Indeed, college graduates are the only black workers with lower unemployment than the national average; whites with no high school diploma are the only whites whose average unemployment rate exceeds the national average. “Persistent disparities in unemployment are constant reminders of how race continues to have an undue influence on life in this country,” Wilson has written.
These are arguments in favor of placing full employment at the forefront of policy goals, Wilson says. That means keeping interest rates low, despite pressure on the Federal Reserve “from monetary hawks to raise short-term interest rates as a guard against price and wage inflation.”
Income disparities are just the tip of the iceberg in racial economic injustice. The racial gap in wealth is even greater.
The Pew Research Center found in 2014 that the wealth of white households had reached 13 times the median wealth of black households, compared with eight times the wealth in 2010. That was the largest gap since 1989, when it was 17-to-1. The gap between white and Latino households was smaller, but still significant. Pew’s study showed that white household net worth had held steady after the recession, while that of black households continued a slide dating back to 2004. Latino family net worth peaked in 2007 and has declined since then.
Underlying this gap in wealth is a gap in homeownership, according to Thomas Shapiro and colleagues at Brandeis University’s Institute on Assets and Social Policy. They determined that the racial gap in median net worth tripled from 1984 to 2009, expanding to $236,000 from $85,000. Much of the difference was home equity, which gave home-owning families a leg up in helping relatives with down payments, lowering the cost of borrowing and improving access to credit, Shapiro found. And though some of these advantages were eroded by the housing crash, many long-term homeowners were still able to weather the storm better than renters.
The divergence in home ownership rates was stark, Shapiro’s team foundusing 2011 figures: About 73% of white households owned their homes, compared with only 45% among black households and 47% among Latinos.
Had homeownership rates merely matched each other, black household net worth would be 450% higher and Latino wealth 350% higher. “If public policy successfully eliminated racial disparities in homeownership rates,” Shapiro and his colleagues observed, “median Black wealth would grow $32,113 and the wealth gap between Black and White households would shrink 31 percent.”
Reducing the homeownership and thereby the wealth gap can be done, but requires aggressive federal policies.
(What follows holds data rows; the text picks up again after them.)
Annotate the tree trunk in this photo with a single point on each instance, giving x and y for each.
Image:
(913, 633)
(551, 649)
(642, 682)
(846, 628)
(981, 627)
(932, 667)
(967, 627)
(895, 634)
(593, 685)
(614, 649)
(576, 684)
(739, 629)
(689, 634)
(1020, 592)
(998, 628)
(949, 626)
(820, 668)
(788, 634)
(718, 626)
Among those spotlighted by Shapiro are strict enforcement of housing anti-discrimination laws; segregation limits the value gains in homes in black neighborhoods, while black and Latino families still face obstacles to moving into predominantly white areas. Fannie Mae and Freddie Mac should be encouraged to reduce principal and make other modifications to homeowners struggling with mortgage burdens in the wake of the housing crash; black and Latino families would be beneficiaries of such policies, which would help them preserve their home equity.
The most important step for Americans in coming to grips with the nation’s racial heritage is recognizing that its social aspects are intertwined with its economics. As long as we fail to recognize the profound obstacles confronting black and Latino Americans in finding jobs and accumulating wealth, the social disparities will never disappear.